Well, I have good and bad news.View attachment 378462
Now you only need to check using multimeter, each pin goes to where.
The one that goes to the picofly is the Gate(G).
I remember that on the flex pin theres also the D part and the S/GND part.
You might test it using multimeter to know which pin.
From that you could check the D and S part should be like 12Ohms. And the S to GND should be zero ohms. And the D to GND should be 12ohms.
This is why i think that the hwfly design is good. I could add in the firmware to detect whether the connection is correct or not, since D, S, and G is given to the board. But picofly original design didn't so only G comes to the picofly. And we couldn't detect the condition of the connection of D and S. We assume the installer already installed it correctly.
Good news: the flex cable wasn't attached correctly. I resoldered and fixed it. Now it works. The CMD caps were actually good. I was a dumbass and didn't set the correct range on my multimeter. They were actually okay and showed the correct range (4.7k and 47k).
Now for the bad news. Firstly I think the black screen is because I screwed up the display cable port. I must have used the wrong angle when trying to push it in after the install and now it looks like the image below. I can also see markings on the display flex cable, so I think two pins are bent. THIS is what is causing the black screen.

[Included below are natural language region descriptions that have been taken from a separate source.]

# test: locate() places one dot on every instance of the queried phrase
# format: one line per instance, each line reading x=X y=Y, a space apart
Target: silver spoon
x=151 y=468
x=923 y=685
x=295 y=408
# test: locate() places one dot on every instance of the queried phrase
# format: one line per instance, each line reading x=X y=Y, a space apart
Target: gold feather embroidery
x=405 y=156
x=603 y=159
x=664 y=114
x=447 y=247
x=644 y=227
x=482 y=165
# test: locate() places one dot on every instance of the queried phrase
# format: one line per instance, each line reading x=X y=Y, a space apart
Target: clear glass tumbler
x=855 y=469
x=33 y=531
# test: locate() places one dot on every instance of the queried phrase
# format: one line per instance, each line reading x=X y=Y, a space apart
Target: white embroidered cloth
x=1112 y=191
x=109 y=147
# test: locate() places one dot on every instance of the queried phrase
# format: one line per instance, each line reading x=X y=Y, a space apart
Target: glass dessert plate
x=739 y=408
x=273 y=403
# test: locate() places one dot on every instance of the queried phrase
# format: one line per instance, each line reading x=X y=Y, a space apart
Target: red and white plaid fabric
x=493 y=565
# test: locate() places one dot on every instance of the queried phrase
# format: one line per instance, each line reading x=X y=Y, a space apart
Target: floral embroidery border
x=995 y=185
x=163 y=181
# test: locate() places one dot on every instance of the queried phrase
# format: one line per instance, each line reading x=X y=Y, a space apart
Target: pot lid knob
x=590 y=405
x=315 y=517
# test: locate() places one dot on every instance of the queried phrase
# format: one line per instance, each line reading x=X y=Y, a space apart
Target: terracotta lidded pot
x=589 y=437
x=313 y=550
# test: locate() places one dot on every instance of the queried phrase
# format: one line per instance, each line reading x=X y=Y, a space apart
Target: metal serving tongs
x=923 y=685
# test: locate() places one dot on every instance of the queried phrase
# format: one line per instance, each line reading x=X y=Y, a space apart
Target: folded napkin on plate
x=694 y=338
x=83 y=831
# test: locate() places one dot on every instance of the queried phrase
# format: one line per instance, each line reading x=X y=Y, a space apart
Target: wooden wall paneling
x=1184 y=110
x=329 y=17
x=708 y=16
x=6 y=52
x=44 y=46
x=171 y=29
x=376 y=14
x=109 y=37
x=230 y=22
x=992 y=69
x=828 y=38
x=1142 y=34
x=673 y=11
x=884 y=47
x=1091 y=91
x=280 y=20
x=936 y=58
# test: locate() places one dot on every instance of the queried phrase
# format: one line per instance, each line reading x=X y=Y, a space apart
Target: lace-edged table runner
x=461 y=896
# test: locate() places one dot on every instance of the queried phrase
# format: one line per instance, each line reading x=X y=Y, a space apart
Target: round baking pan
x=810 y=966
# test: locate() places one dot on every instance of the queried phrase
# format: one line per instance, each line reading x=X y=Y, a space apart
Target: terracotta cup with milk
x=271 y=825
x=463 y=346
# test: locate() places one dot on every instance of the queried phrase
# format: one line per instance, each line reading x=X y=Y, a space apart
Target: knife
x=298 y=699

Next, I decided to reassemble and power on without the display to test the mod anyway. The chip still doesn't function as expected. It blinks blue for a loooong time, then there's a white flash and it continues to blink blue for about a minute. After that it shows === (glitch limit reached?). It could also be *** but I have no comparison on long/short flash.
I'm guessing I 100% need to replace the oled connector now. But as for the glitch, is it caused by no display, or is there something else since I do get a white flash before it keeps trying.